Can you add to your netplan config in each VM:

dhcp-identifier: mac

To rule out issues with DUID.

E.g.

network:
    version: 2
    ethernets:
        enp5s0:
            dhcp4: true
            dhcp-identifier: mac

enzoaguado · March 23, 2021, 9:53am

Adding dhcp-identifier: mac followed by a netplan apply solves the issue. It does renew the DHCP lease with a different IP between all containers
I’ll edit this post in the future if the ip addresses revert back to being the same

enzoaguado · March 23, 2021, 9:54am

It’s the same behavior as asking for a new lease, it does change the IP address for a bit, but a few hours later it reverts back to using the same IP as other VMs

tomp · March 23, 2021, 9:55am

Excellent thanks.

The VMs are supposed to get a new DUID when copied based on the VM’s UUID (which is why I checked they were different), so suggests something has gone wrong their with the DUID regeneration.

@monstermunchkin @stgraber do you know how the DUID regeneration in the VM is supposed to work?

stgraber · March 23, 2021, 12:20pm

I suspect that without the mac stanza in netplan, the VM may rely on /etc/machine-id to derive their DUID. It’d normally be a good idea to clear /etc/machine-id whenever you clone an instance (and if cloud-init is used, I thought it happened automatically through it) as otherwise various bits on the system will use the now duplicated UUID.

tomp · March 23, 2021, 12:21pm

Yeah I thought the copy templates would reset it from the volatile UUID key (which we’ve confirmed is changed on copy).

stgraber · March 23, 2021, 12:24pm

The volatile UUID is exposed to the VM through DMI, it’s not exposed to the container.
We could in theory ship a template for /etc/machine-id which aligns it with volatile.uuid but this may also conflict with what some distros may do to setup that file or with manual user actions…

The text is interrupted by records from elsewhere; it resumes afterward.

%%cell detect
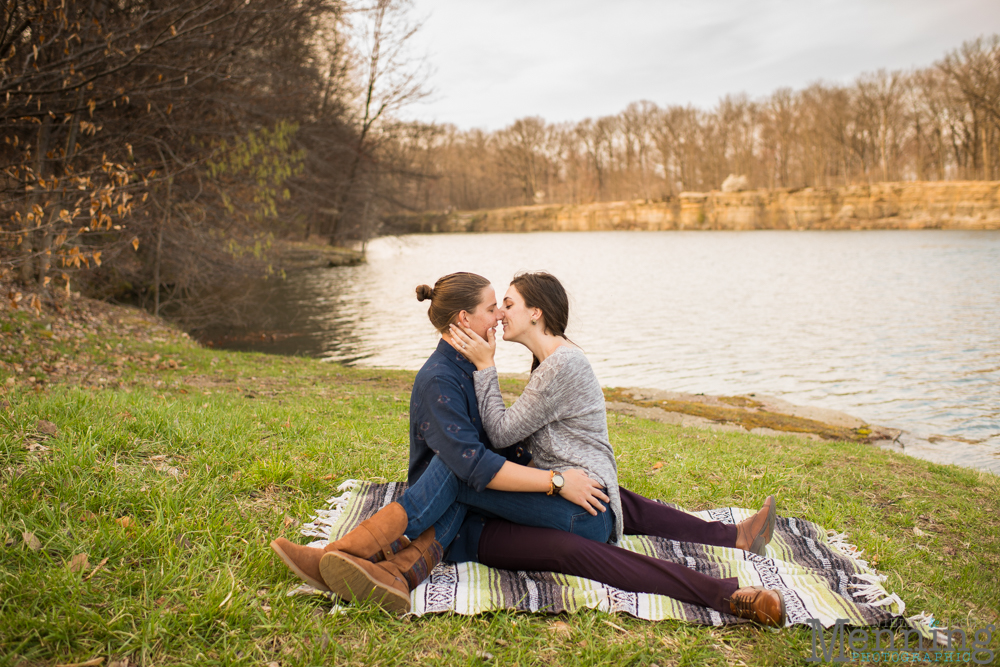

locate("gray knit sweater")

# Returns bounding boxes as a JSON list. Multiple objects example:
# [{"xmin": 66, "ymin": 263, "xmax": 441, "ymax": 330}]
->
[{"xmin": 475, "ymin": 345, "xmax": 622, "ymax": 542}]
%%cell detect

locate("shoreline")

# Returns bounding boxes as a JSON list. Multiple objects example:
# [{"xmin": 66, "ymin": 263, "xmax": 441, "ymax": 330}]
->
[
  {"xmin": 0, "ymin": 288, "xmax": 1000, "ymax": 665},
  {"xmin": 0, "ymin": 294, "xmax": 1000, "ymax": 474}
]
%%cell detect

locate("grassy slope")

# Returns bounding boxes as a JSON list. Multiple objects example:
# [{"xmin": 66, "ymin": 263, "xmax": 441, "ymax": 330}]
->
[{"xmin": 0, "ymin": 298, "xmax": 1000, "ymax": 666}]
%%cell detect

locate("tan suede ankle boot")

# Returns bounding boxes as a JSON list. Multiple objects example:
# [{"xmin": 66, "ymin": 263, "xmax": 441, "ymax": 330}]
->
[
  {"xmin": 271, "ymin": 503, "xmax": 410, "ymax": 591},
  {"xmin": 726, "ymin": 586, "xmax": 787, "ymax": 628},
  {"xmin": 319, "ymin": 528, "xmax": 443, "ymax": 612},
  {"xmin": 736, "ymin": 496, "xmax": 777, "ymax": 556}
]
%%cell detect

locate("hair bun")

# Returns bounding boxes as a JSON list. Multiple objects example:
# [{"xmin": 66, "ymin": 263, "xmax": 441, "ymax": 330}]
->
[{"xmin": 417, "ymin": 285, "xmax": 434, "ymax": 301}]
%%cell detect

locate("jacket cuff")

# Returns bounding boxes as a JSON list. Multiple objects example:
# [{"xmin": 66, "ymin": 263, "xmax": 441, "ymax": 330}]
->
[{"xmin": 469, "ymin": 449, "xmax": 507, "ymax": 491}]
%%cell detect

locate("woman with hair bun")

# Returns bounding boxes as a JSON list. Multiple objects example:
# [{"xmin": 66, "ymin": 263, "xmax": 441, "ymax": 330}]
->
[{"xmin": 272, "ymin": 273, "xmax": 785, "ymax": 626}]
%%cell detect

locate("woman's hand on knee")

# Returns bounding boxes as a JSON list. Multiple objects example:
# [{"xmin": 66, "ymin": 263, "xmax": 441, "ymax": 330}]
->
[{"xmin": 559, "ymin": 469, "xmax": 610, "ymax": 516}]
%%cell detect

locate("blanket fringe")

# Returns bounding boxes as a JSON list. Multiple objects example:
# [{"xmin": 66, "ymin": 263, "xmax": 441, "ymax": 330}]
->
[
  {"xmin": 826, "ymin": 530, "xmax": 873, "ymax": 570},
  {"xmin": 847, "ymin": 574, "xmax": 906, "ymax": 616},
  {"xmin": 826, "ymin": 530, "xmax": 916, "ymax": 620}
]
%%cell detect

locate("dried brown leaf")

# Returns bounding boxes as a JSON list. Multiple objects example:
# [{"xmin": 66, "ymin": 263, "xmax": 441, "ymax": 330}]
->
[
  {"xmin": 83, "ymin": 558, "xmax": 109, "ymax": 580},
  {"xmin": 35, "ymin": 419, "xmax": 59, "ymax": 438},
  {"xmin": 549, "ymin": 621, "xmax": 573, "ymax": 637},
  {"xmin": 56, "ymin": 657, "xmax": 104, "ymax": 667},
  {"xmin": 66, "ymin": 553, "xmax": 90, "ymax": 572},
  {"xmin": 21, "ymin": 532, "xmax": 42, "ymax": 551}
]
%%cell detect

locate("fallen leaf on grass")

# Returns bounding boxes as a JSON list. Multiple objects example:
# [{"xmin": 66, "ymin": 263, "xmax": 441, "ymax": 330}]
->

When cloning systems there are a variety of files that need to be reset, regardless of if the system is a container, VM or physical box, so it’s probably best to leave that to the user or to specialized tools like cloud-init. The usual suspects there are:

machine-id
any lease file in /var/lib/dhcp
host ssh keys in /etc/ssh/

tomp · March 23, 2021, 12:31pm

Yeah in this case its VMs that are having the issue. I thought the DUID was generated from the DMI machine ID, but maybe its written to /etc/machine-id and then not modified on copy.

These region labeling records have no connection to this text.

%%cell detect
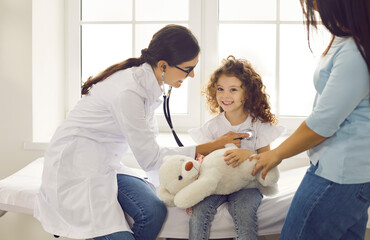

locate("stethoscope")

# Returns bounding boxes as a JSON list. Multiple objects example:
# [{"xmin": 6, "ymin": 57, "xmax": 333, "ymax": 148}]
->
[{"xmin": 161, "ymin": 66, "xmax": 184, "ymax": 147}]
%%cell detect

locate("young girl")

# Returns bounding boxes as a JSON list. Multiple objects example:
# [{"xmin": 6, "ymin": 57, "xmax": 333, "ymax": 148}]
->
[{"xmin": 189, "ymin": 56, "xmax": 282, "ymax": 240}]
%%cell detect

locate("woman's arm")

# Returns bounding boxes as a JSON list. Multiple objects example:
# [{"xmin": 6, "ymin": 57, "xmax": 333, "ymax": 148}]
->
[{"xmin": 252, "ymin": 122, "xmax": 326, "ymax": 178}]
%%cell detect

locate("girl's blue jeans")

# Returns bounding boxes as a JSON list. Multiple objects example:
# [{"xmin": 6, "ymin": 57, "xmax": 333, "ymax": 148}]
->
[
  {"xmin": 280, "ymin": 165, "xmax": 370, "ymax": 240},
  {"xmin": 94, "ymin": 174, "xmax": 167, "ymax": 240},
  {"xmin": 189, "ymin": 188, "xmax": 263, "ymax": 240}
]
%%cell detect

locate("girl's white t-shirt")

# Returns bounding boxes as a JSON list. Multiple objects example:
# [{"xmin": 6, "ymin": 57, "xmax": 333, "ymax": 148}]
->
[{"xmin": 189, "ymin": 112, "xmax": 285, "ymax": 152}]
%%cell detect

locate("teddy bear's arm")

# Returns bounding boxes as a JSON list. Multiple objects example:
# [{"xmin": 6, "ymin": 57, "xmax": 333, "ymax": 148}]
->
[
  {"xmin": 157, "ymin": 186, "xmax": 175, "ymax": 207},
  {"xmin": 174, "ymin": 170, "xmax": 221, "ymax": 209}
]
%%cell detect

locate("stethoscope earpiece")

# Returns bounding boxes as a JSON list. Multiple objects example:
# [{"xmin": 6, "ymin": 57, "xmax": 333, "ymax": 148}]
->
[{"xmin": 162, "ymin": 65, "xmax": 184, "ymax": 147}]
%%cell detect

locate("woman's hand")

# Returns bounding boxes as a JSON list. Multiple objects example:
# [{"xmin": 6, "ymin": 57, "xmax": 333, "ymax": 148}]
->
[
  {"xmin": 224, "ymin": 149, "xmax": 254, "ymax": 167},
  {"xmin": 250, "ymin": 149, "xmax": 282, "ymax": 179}
]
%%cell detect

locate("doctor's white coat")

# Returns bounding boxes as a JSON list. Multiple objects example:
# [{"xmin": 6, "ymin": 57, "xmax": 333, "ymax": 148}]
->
[{"xmin": 34, "ymin": 63, "xmax": 195, "ymax": 239}]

tomp · March 23, 2021, 12:32pm

@stgraber maybe we should add this to the image template to catch that particular issue at least?

stgraber · March 23, 2021, 12:32pm

Right, the DMI UUID is used as initial seed for virtual machines but is then kept constant through /etc/machine-id possibly because of some systems incorrectly exposing a different identifier every boot.

stgraber · March 23, 2021, 12:35pm

We do already, all distrobuilder images are supposed to have dhcp-identifier set.
I suspect the image used in this case is a cloud image instead, may be worth filing a bug on Launchpad to get the default network-config updated.